Some European countries such as Spain are making tentative plans for when they might start treating COVID-19 as an “endemic” disease, but the World Health Organization and other officials have warned that the world is nowhere close to declaring the pandemic over. A look at what endemic means and the implications for the future.
What does it mean for a disease to be endemic as opposed to pandemic?
Diseases are endemic when they occur regularly in certain areas according to established patterns, while a pandemic refers to a global outbreak that causes unpredictable waves of illness.
The World Health Organization has said that redefining the coronavirus as an endemic disease is still “a ways off,” according to Catherine Smallwood, an infectious diseases expert in the agency’s European headquarters in Copenhagen, Denmark. “We still have a huge amount of uncertainty and a virus that is evolving quickly,” she said earlier this month.
For many countries, designating a disease as endemic means that fewer resources will be available to combat it, since it will likely no longer be considered a public health emergency.
Who will decide when COVID-19 is endemic?
Most wealthy countries will probably make that decision themselves depending on how the virus is circulating within their borders and on the potential for new cases to cause big outbreaks. The COVID-19 vaccines, medicines and other measures widely available in rich countries will likely help them curb outbreaks long before the virus is brought under control globally.
The WHO does not technically declare pandemics. Its highest alert level is a global health emergency, and COVID-19 has warranted that distinction since January 2020. The U.N. health agency has convened an expert committee every three months since then to reassess the situation.
It’s likely the pandemic will be over when the WHO’s experts declare that COVID-19 no longer qualifies as a global emergency, but the criteria for that decision are not precisely defined.
“It’s somewhat a subjective judgment because it’s not just about the number of cases. It’s about severity and it’s about impact,” said Dr. Michael Ryan, the WHO’s emergencies chief.
Others have pointed out that designating COVID-19 as endemic is arguably a political question rather than a scientific one, and it speaks to how much disease and death national authorities and their citizens are willing to tolerate.
What is Spain proposing?
Spanish Prime Minister Pedro Sanchez said last week that falling death rates for COVID-19 suggest that it’s time for European officials to start considering whether the disease should be considered endemic. That means Spanish officials would no longer need to record every COVID-19 infection and that people with symptoms would not necessarily be tested, but they would continue to be treated if they are sick. The proposal has been discussed with some EU officials, but no decisions have been made.

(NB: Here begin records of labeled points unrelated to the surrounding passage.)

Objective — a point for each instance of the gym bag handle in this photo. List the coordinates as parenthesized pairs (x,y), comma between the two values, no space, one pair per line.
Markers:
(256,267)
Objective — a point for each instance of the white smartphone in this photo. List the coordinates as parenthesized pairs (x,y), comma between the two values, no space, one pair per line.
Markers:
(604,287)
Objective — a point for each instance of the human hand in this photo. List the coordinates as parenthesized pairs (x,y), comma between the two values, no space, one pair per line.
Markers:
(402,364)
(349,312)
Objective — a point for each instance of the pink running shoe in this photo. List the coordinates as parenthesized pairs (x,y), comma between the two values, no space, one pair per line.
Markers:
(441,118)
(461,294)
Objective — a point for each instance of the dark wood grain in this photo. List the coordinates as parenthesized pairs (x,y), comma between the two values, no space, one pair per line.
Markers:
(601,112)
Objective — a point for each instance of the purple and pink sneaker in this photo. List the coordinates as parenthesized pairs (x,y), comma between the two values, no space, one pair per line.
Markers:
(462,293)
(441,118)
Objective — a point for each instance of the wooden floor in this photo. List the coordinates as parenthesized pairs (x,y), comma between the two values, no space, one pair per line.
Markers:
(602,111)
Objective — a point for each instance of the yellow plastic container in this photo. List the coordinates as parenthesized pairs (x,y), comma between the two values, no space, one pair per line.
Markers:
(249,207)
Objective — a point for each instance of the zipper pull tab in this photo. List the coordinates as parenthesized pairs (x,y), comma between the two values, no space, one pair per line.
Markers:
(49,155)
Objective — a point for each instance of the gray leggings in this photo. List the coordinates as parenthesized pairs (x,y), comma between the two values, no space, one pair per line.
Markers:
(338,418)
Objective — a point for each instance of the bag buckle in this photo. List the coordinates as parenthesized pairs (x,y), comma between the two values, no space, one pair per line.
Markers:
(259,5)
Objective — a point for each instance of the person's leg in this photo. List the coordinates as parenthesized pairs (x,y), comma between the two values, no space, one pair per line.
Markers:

In October, the European Centre for Disease Prevention and Control issued advice on how countries might transition to more routine surveillance of COVID-19 after the acute phase of the pandemic. Among its recommendations, the agency said countries should integrate their monitoring of the coronavirus with other diseases like flu and test a representative sample of COVID-19 cases, rather than attempting to test every person with symptoms.
Does endemic mean the problem is over?
No. Many serious diseases, including tuberculosis and HIV, are considered endemic in parts of the world and continue to kill hundreds of thousands of people every year. Malaria, for example, is considered endemic in many parts of sub-Saharan Africa and is estimated to cause more than 200 million cases every year, including about 600,000 deaths.
“Endemic in itself does not mean good,” Ryan said. “Endemic just means it’s here forever.”
Health officials warn that even after COVID-19 becomes an established respiratory virus like seasonal flu, the virus will continue to be fatal for some.
Even after the pandemic ends, “COVID will still be with us,” said Dr. Chris Woods, an infectious disease expert at Duke University. “The difference is people won’t be dying indiscriminately because of it, and it will be so routine that we will have much better and fairer access to vaccines, therapeutics and diagnostics for all.”